Back to work on the auction market

[11 Sep 2018]

After the summer break, a number of sales companies around the world – New York, London, Geneva and Zurich, among others – have published their sales calendars for the coming months. Although the overall calendar is not particularly busy, it has plenty of interesting events. Artprice takes a look at some of the highlights.

NEW YORK

This Tuesday 11 September marks the opening of Asian Art Week, a well established rendezvous in New York’s cultural calendar. Open to all types of Asian creation, Asia Week is a unifying event for the city’s museums and galleries with special Asian programmes at the Guggenheim, the Metropolitan and the Brooklyn Museum as well as some fifty art galleries, generating a genuine synergy of discovery and exchanges between institutional and private entities. Auction houses are also in the thick of the action with sales dedicated to Asian arts – from calligraphy and other traditional paintings to Modern and Contemporary works – at Bonhams, Doyle, iGavel Auctions and of course the two majors, Christie’s and Sotheby’s. The week represents an excellent sales opportunity for Chinese, Korean and Japanese art, but also for Indian artists at Christie’s September 12 sale offering works by Akbar PADAMSEE and Tyeb MEHTA (two canvases estimated at over a million dollars each), Syed Haider Raza, Francis Newton Souza, Maqbool Fida Husain and Ram Kumar.
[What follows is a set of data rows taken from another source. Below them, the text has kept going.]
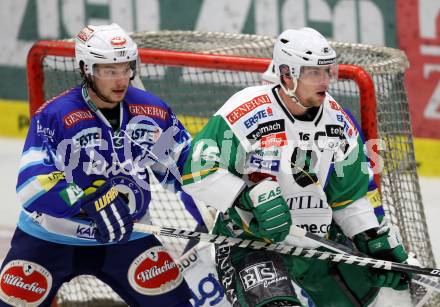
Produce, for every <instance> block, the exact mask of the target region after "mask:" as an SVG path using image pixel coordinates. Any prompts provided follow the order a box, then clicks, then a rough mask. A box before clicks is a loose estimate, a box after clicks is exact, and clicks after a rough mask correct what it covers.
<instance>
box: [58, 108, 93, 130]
mask: <svg viewBox="0 0 440 307" xmlns="http://www.w3.org/2000/svg"><path fill="white" fill-rule="evenodd" d="M93 118H94V117H93V114H92V112H90V111H89V110H75V111H73V112H70V113H69V114H67V115H66V116H64V117H63V122H64V127H66V128H70V127H72V126H74V125H76V124H77V123H79V122H80V121H82V120H91V119H93Z"/></svg>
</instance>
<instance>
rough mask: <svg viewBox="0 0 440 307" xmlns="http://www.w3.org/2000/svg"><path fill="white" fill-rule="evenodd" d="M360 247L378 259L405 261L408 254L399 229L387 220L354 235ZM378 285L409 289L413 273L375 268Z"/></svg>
mask: <svg viewBox="0 0 440 307" xmlns="http://www.w3.org/2000/svg"><path fill="white" fill-rule="evenodd" d="M354 242H355V244H356V246H357V247H358V249H359V250H360V251H361V252H363V253H366V254H368V255H371V256H373V257H374V258H377V259H382V260H388V261H394V262H400V263H402V262H405V261H406V259H407V258H408V254H407V253H406V251H405V248H404V247H403V245H402V243H401V238H400V235H399V233H398V230H397V229H396V228H395V227H394V226H393V225H389V224H388V223H386V222H385V221H383V222H382V223H381V224H380V227H379V228H377V229H370V230H367V231H365V232H362V233H360V234H357V235H356V236H355V237H354ZM372 272H373V273H374V274H375V280H374V284H375V286H376V287H390V288H393V289H395V290H406V289H408V282H409V280H410V279H411V273H403V272H397V271H385V270H375V269H374V270H373V271H372Z"/></svg>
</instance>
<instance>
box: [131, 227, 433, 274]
mask: <svg viewBox="0 0 440 307" xmlns="http://www.w3.org/2000/svg"><path fill="white" fill-rule="evenodd" d="M134 231H138V232H144V233H151V234H154V235H157V236H166V237H174V238H181V239H194V240H197V241H205V242H211V243H215V244H227V245H230V246H236V247H242V248H251V249H257V250H268V251H274V252H277V253H281V254H286V255H292V256H299V257H305V258H314V259H319V260H327V261H333V262H342V263H347V264H354V265H359V266H367V267H372V268H375V269H383V270H388V271H400V272H409V273H416V274H421V275H429V276H436V277H440V269H434V268H422V267H419V266H415V265H410V264H404V263H397V262H391V261H385V260H378V259H373V258H366V257H359V256H353V255H349V254H346V253H338V254H335V253H330V252H321V251H317V250H314V249H306V248H302V247H295V246H289V245H285V244H282V243H276V244H274V243H265V242H261V241H255V240H246V239H239V238H233V237H226V236H221V235H214V234H209V233H203V232H197V231H190V230H183V229H175V228H170V227H159V226H154V225H145V224H138V223H135V224H134Z"/></svg>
The new season’s first sale of Contemporary art will be held in New York on 25 September. Titled Contemporary Curated, the sale pursues Sotheby’s recently implemented and successful programme of “curated” sales. Several times a year, the company gives carte blanche to a leading personality from the world of art, music, cinema, business or fashion to select works for a major sale. The sale planned for 25 September will offer 189 lots in a wide range of estimates (from $3,000 to $200,000) and a selection of works by some of the hottest artists on the market at the moment including David Hockney, Donald Judd, On Kawara, Sam Francis, Helen Frankenthaler, Mark Grotjahn, Keith Haring, Beatriz Milhazes, Cindy Sherman, Robert Motherwell, George Condo, Wayne Thiebaud and Adriana Varejão. With all the major trends of Post-War and Contemporary creation represented – in a veritable mix of nationalities – this dense sale will no doubt attract a large number of potential buyers. The sale includes works from Art Brut, Conceptual art, Pop art, Abstract Expressionism, Art Photography (photographie plasticienne), Performance art, New Realism and late Surrealism, not to mention the highly buoyant Afro-American scene with artists like Kehinde WILEY and Kerry James MARSHALL… difficult to concoct a more broadly attractive mix

ZURICH

On 18 September Christie’s will focus on Swiss creation at its Zurich sale with works by Ferdinand Hodler, Giovanni Giacometti, Felix Valloton and Albert Anker and, at the end of the month, the auction house Koller will host a sale devoted to Old Master engravings, drawings and paintings. The highlight of the Koller sale is a canvas depicting an alchemist painted by Johannes MOREELSE, a Dutch painter born around 1602 (who died in 1634 in Utrecht) and who is extremely rare on the market. Only two of his paintings have been auctioned in 40 years but his Alchemist is a treasure of immense quality compared to what the market has seen so far. Unlikely to leave Old Master collectors indifferent, the painting was offered at the TEFAF in Maastricht 11 years ago. This time round the work is being offered with a price estimate $200,000 – $315,000.

LONDON

In London the most anticipated sale is undoubtedly Yellow Ball: The Frank and Lorna Dunphy Collection, offering works from a collection assembled by Damien HIRST’s highly effective agent during the YBA’s golden years. Programmed for 21 September, the Sotheby’s sale will offer more than 200 works including an exceptional selection of works by Damien Hirst and his YBA peers. There is also a superb white canvas with three slashes by Lucio FONTANA. Measuring just 55 centimeters tall, this little gem is expected to fetch over a million dollars, having already crossed that price threshold ten years ago (Concetto Spaziale, attese fetched nearly $1.2 million at Sotheby’s in London on 27 February 2008).
So September kicks off the new season with a selection of stimulating sales offering a diversified range of works in terms of both type and price… a good market appetizer before the highly prestigious sales of October and November. Not all the catalogues are online, but sales companies have already started teaser campaigns on their star lots this autumn… and the mood is clearly optimistic after a particularly dynamic first semester 2018 that generated $8.45 billion in Fine Art auction turnover worldwide.